The bus left the station promptly at 6:15 AM. Tanzania is huge. From Dar es Salaam to the Tunduma border is about 931 kilometres. The drive to the Zambian border took a total of 16 hours.

As I said in the previous post on this trip, I regretted taking the bus. If you want to travel overland between Dar and Lusaka, take the train. It is a million times more pleasant. There is a restaurant and a bar (that serves Tusker) on the train. There are bathrooms. And you have a bed. Plus the train is just slow enough that you can read and truly appreciate the empty Tanzanian countryside.

But the trip wasn’t all gloomy. The scenery was still enjoyable. Sections of Tanzania are quite hilly, with amazing views of cliffs and rivers and rock formations. At some point past Iringa I saw what seemed to be the biggest tree plantation in the world. For miles and miles all I could see were rows and rows of trees. And when there were no trees there were rows and rows of sisal. Someone is making bank off the land in that part of the country.

Also, western Tanzania is a lesson on how hard it is to achieve economic development in the context of a sparsely populated country. Such situations make it impossible to reach everyone with the grid and water pipes. Either the government has to wait for demographics to work its magic (again, see figure above – and be sure to check out this story on the Africa-driven demographic future of the world) or provide smart incentives to accelerate the process of urbanization.

For those who went to high school in Kenya, journeying by land through Tanzania reminded me of Ken Walibora’s Siku Njema. I felt like I was retracing the steps of Kongowea Mswahili. Some day I would like to go back and spend some time in Morogoro and Iringa. By the way, Siku Njema is by far the best Swahili novel I have ever read (which reminds me that it has been eight years since I read a Swahili novel. Suggestions are welcome, preferably by Tanzanian authors). It is about time someone translated it into English for a wider audience.

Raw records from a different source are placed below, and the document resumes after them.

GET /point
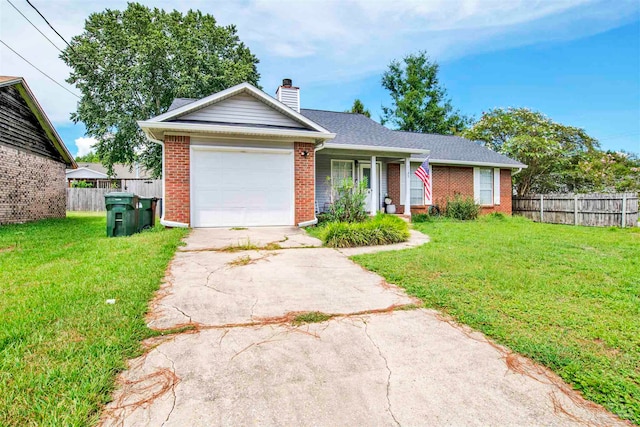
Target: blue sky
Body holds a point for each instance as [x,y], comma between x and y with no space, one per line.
[577,61]
[592,83]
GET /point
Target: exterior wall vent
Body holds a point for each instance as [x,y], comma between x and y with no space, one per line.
[289,95]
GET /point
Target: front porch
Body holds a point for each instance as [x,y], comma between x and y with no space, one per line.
[384,181]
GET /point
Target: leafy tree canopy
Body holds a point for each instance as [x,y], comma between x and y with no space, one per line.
[358,108]
[420,103]
[553,152]
[129,65]
[612,171]
[90,157]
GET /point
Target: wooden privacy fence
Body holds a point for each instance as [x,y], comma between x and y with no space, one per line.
[596,209]
[92,199]
[142,187]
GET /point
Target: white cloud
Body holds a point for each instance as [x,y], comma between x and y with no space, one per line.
[85,145]
[315,42]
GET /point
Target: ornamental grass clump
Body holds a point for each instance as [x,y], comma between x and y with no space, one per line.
[380,230]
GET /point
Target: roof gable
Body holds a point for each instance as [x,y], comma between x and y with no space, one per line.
[356,129]
[241,108]
[37,117]
[205,109]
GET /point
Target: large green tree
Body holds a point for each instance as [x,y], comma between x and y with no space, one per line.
[613,171]
[553,152]
[420,102]
[129,65]
[359,108]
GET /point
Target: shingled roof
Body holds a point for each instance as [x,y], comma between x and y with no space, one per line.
[356,129]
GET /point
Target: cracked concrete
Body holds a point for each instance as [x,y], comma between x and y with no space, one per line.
[203,239]
[402,368]
[388,368]
[210,292]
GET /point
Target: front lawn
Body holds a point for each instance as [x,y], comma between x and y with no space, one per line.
[568,297]
[61,344]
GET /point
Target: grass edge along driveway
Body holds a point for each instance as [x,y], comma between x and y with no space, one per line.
[567,297]
[61,345]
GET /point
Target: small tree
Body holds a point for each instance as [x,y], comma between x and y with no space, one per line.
[552,151]
[349,201]
[420,102]
[358,108]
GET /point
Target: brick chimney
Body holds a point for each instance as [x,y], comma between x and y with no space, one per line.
[289,95]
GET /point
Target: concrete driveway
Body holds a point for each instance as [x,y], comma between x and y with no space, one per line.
[377,361]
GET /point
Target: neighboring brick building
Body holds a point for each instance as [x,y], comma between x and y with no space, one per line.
[243,158]
[33,158]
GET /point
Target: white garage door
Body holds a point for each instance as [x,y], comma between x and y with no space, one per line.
[231,187]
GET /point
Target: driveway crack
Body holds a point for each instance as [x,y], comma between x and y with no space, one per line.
[173,390]
[183,313]
[386,364]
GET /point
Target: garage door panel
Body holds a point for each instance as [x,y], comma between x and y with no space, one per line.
[233,188]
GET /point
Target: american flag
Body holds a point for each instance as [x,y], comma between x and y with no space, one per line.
[423,173]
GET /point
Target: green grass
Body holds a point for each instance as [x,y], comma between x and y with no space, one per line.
[311,317]
[61,345]
[567,297]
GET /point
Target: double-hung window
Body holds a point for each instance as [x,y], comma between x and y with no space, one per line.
[486,186]
[341,170]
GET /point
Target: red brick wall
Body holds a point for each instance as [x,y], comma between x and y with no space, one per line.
[176,179]
[447,182]
[304,186]
[32,187]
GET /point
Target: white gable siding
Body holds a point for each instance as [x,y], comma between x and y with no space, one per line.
[244,109]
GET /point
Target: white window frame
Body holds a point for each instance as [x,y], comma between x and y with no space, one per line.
[353,173]
[414,167]
[490,186]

We reached Tunduma some minutes past 10 PM. The border crossing to Nakonde on the Zambian side was closed. Some passengers on the bus left to rent out rooms for the night. I decided to tough it out on the bus with the crew and a few other guys. Desperate for something warm to eat, I had chicken soup and plain rice for dinner. The “restaurant” reminded me of the place in Tamale, Ghana where Vanessa and I got food poisoning two months earlier. But I was desperate. I quickly ate my hot soup and rice and hoped for the best.

ImageI crossed the border early in the morning on foot. The bus had to wait in line for inspection and to pay duty for its cargo (It is at this point that I learned that the bus was actually going all the way to Harare in Zimbabwe). I am usually very careful with money changers, but perhaps because of my tiredness and lack of sleep the chaps in Nakonde got me.

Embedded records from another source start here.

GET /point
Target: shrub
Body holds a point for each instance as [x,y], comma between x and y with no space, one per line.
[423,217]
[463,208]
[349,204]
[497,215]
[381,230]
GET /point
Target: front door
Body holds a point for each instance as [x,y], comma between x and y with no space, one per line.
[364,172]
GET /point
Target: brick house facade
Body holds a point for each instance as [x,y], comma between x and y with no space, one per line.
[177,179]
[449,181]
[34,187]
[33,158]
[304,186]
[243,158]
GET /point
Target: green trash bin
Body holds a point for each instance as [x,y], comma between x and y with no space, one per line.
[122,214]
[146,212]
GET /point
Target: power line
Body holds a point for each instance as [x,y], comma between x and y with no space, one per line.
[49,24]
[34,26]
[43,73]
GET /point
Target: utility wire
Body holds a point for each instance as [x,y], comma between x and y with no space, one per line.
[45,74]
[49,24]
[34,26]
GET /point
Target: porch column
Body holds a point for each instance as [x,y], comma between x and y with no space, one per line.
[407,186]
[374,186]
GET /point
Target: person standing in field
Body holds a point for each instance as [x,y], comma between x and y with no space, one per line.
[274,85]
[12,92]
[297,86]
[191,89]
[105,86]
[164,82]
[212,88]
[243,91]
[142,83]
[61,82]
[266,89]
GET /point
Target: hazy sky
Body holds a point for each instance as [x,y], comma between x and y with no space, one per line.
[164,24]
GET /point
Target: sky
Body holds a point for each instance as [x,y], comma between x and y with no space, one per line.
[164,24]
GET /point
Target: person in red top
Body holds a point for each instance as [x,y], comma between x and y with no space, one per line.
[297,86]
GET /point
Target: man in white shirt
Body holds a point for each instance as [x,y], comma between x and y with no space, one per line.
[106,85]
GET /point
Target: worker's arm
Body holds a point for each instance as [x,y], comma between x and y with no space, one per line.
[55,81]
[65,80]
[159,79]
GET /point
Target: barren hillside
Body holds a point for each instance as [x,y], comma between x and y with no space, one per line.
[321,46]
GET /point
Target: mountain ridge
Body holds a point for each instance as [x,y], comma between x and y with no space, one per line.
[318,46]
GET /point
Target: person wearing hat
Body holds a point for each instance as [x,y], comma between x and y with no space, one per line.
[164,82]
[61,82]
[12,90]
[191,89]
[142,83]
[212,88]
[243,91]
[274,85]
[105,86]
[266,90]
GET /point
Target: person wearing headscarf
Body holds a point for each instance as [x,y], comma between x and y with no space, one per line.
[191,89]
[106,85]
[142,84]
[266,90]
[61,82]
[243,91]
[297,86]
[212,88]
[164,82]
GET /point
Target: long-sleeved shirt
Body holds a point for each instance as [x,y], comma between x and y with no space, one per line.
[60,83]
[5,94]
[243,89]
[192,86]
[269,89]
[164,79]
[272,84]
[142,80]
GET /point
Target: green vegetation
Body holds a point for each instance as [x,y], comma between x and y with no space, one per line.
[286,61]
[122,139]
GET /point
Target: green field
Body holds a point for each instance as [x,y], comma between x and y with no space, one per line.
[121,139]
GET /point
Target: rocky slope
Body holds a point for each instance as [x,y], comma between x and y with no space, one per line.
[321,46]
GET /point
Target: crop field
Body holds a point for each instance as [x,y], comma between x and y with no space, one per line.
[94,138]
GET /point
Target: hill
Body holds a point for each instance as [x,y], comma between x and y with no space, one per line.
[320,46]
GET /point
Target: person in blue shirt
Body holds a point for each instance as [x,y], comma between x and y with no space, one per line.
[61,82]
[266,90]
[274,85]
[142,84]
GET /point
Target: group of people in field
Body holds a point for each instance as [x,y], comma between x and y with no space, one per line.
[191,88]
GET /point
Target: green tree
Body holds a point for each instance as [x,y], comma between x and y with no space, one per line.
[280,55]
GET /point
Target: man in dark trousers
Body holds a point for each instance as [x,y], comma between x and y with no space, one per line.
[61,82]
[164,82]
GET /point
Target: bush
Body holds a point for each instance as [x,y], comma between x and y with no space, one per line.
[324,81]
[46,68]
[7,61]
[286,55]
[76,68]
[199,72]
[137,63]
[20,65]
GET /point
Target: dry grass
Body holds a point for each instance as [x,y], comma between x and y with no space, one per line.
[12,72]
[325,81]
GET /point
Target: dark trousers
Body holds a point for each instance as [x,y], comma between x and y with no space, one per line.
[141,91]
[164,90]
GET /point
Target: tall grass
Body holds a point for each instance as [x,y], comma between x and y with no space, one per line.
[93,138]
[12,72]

If you ever cross to Nakonde on foot wait until you are on the Zambian side to exchange cash at the several legit forex stores that line the streets.

The bus finally got past customs at noon (on Friday). In Nakonde we waited for another two hours for more passengers and cargo.

I took the time to get some food supplies. Lusaka was another 1019 kilometres away. 

By this time I was dying to have a hot shower and be able to sleep in a warm bed. It was cold. Like serious cold. And Lusaka was still another 14 hours away.

I slept lightly through most of the 14 odd hours. In between I chatted with two Kenyan guys that were apparently immigrating to South Africa, with little more than their two bags. They said that this was their second attempt. The previous time they found work in Lusaka and decided to stay for a bit before going back to Nairobi. They were part of the bulk of passengers from Nakonde who were going all the way to Harare. Apparently, this is the route of choice for those who immigrate from eastern and central Africa into South Africa in search of greener pastures.

Before it got dark we saw several overturned trucks on the road. I slept very lightly, always waking up in a panic every time the driver braked or swerved while overtaking a truck just in time to avoid oncoming traffic. My only source of comfort was the fact that the driver was a middle aged man, most likely with a family to take care of and therefore with a modicum of risk aversion.

I arrived in Lusaka at around 4 AM, more than three days and 2871 kilometres since leaving Nairobi.

I said goodbye to my two Kenyan countrymen and rushed out of the bus as soon as I could. On the way to my hotel I couldn’t stop thinking how much I would like to read an ethnography of the crew of the bus companies (and their passengers and cargo) that do the Dar to Harare route.

At Lusaka Hotel that morning I had the best shower I had had in a very long time. And slept well past check out time. I had two months of fieldwork and travel in Zambia to look forward to.